Rashid Gaston (50) of Warren Harding is averaging 13 points and nine rebounds per game, both team-highs, as the Raiders prepare to play Mentor tonight in the regional tournament.
By Matthew Peaslee
While being interviewed following Warren Harding’s district final win over Green in Alliance, an assistant coach whispered into Steve Arnold’s ear, telling him that Mentor had defeated Brush in the Euclid district final.
With a slight sigh and a sensitive grimace, Arnold got back into talking.
“They’re going to be tough,” said the head coach.
It was a brief moment that interrupted the smiles, hugs, photographs and glory of winning a district crown.
It also served as a friendly reminder that there’s work, plenty of it, to complete the Raiders’ goal.
“In my opinion I think we can go to the state championship and compete for it,” senior guard Jesse Hardin said. “If we don’t go all the way, it’s going to be a ruined season.”
The steps to competing for that championship — what would be the school’s first — starts tonight at 6:15 p.m., in the Wolstein Center on Cleveland State’s campus.
Both Harding (20-3) and the Cardinals (22-2) reached the regional semifinal in dramatic fashion.
Mentor overcame a 13-point third quarter deficit to dismiss the Arcs for the fourth-straight time in a district final.

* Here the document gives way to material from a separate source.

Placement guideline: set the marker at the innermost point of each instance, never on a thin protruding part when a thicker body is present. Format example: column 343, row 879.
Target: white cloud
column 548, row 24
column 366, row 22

The Raiders had a streak of their own, losing two district championships in a row, so by polishing off Green in overtime, they got back on track.
“It’s been in our minds since last year,” said Rashid Gaston who converted the winning basket as time expired. “We all remembered the pain of losing and the feeling is so much better to win it.”
Arthur Cook added, “I was nervous, just a little bit. We kept fighting at the end we pulled it out.”
With seven seniors and 10 players regularly seeing playing time — Harding is deep, disciplined and experienced.
The Cardinals top out their roster with a 6-foot-5 center, Kyle Morris and a 6-4 sophomore, Brandon Fritts. At 6-foot-7, both Gaston and Shaheed Davis give the Raiders their biggest advantage through an inside game.
But with speed on the wings, Arnold likes to use that to his advantage in every game plan.
“We want to wear [other teams] down,” he said. “We want to make it a baseline-to-baseline game.”
The Raiders do play to push the ball and fuel the tempo, but for two minutes in the fourth quarter of their game against the Bulldogs, Cook held the ball at the top of the key to run the clock down and idle the game.
Harding played without starters Rasuan Smith (stomach pains) and Hardin (three fouls) for much of the second quarter. In their place, stepped in seldom-used King Garner, who “held down the fort,” Arnold said.
The sophomore didn’t turn the ball over and had two points, two rebounds and a steal.
Smith and Hardin, along with Gaston and Cook scored in double figures, but unsung performances like Garner’s just make the steps to state a little easier.
“We’re all unselfish players,” Gaston said. “We all have the same goal to win so we always work together.”
For 32 minutes — they will. If it takes an extra four like it did on Saturday — they still will.
“We showed the heart of a champion,” Arnold said. “Sometimes it is about heart and determination.”